Like I said, it’s been a very long, and full day and I’m currently very jet-lagged. Right now, I’ll only breifly talk about what we’ve done so far. Tomorrow, I’ll have more energy to go into detail. Also, I’ll upload some pictures.
So, getting off the plane, we took a bus from Narita Airport to a hotel in Akasaka, a neighborhood in Tokyo. Scott and Marcia met us at the hotel and we walked to their apartment a few blocks away. We had a snack and then, while Bec crashed, I went with Scott and Marcia to the grocery store nearby and picked up a few essentials.

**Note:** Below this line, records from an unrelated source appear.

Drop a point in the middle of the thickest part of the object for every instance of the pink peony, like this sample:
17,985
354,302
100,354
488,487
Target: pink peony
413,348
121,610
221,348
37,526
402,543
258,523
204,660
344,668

Today, we went with Scott on a trip to a district called the Ginza, which is the most staggering, impressive, expansive, and grand retail district that I’ve ever seen. We went into a little paper store, and checked out a small store that’s sort of like a gallery but more a retail outlet for the commercial works of the contemporary Japanese semi-pop artists like Nara, etc. We wandered around that area for a little longer, stopping to see an enormous, sweeping glass structured building that was designed by the fellow who designed the Kimmel Center. Then, we went to a department store called Mitsukoshi. Interesting fact: the Japanese love Christmas. Like, they *love* love it. We browsed our way through the store and expolored their food court. We bought our lunch there and took the subway back to Scott and Marcia’s apartment. We had a leisurely lunch and then Bec and I went back out with directions from Scott to visit the Mori building, one of many enormous sky scrapers in the vacinity. This one, however, has a 360 degree observation on the 52nd floor from which you can see all of Tokyo and Mt. Fuji in the distance. Imagine, if you will, that somebody took the downtown of every major metropolis on the planet and stitched them together. That’s Tokyo. An endless expanse of 6-15 story buildings with clusters of behemoth skyscrapers connected by highways cutting bright headlight paths through the city. Imagine the biggest city you can and double that. In Manhattan, you can see from one end to the other. In Tokyo, standing at the top of a skyscraper, you can’t see where it ends. It’s difficult to write about it, even, because when I try to remember looking at that view, my memory can’t even hold an image of that vastness.
When we got home, we immediately had to rush out to the ambassadors hosue. The American abassador to Japan was having his annual Christmas party at his palacial home and, since Marcia works for the embassy, we were all invited. Two neat facts: 1: The Ambassadors house is General McArthur’s post-war Tokyo mansion where the defeated Emperor visited him. 2: The American ambassador to Japan is the guy who was the president of the Texas rangers when Bush Jr. owned the team.
The party was strange and awkward. Much to our surprise, we wound up having our picture taken with the Abassador in front of his Giant American Christmas tree. We’ll be getting a print in the mail in a few days.
Afterwards, we went out to dinner at an interesting little restaurant. It had that low, in-floor seating, you pressed a button to call the waiter and ordered a-la-carte. Very tasty.
Now, I’ve got to crash. I’ll update more tomorrow.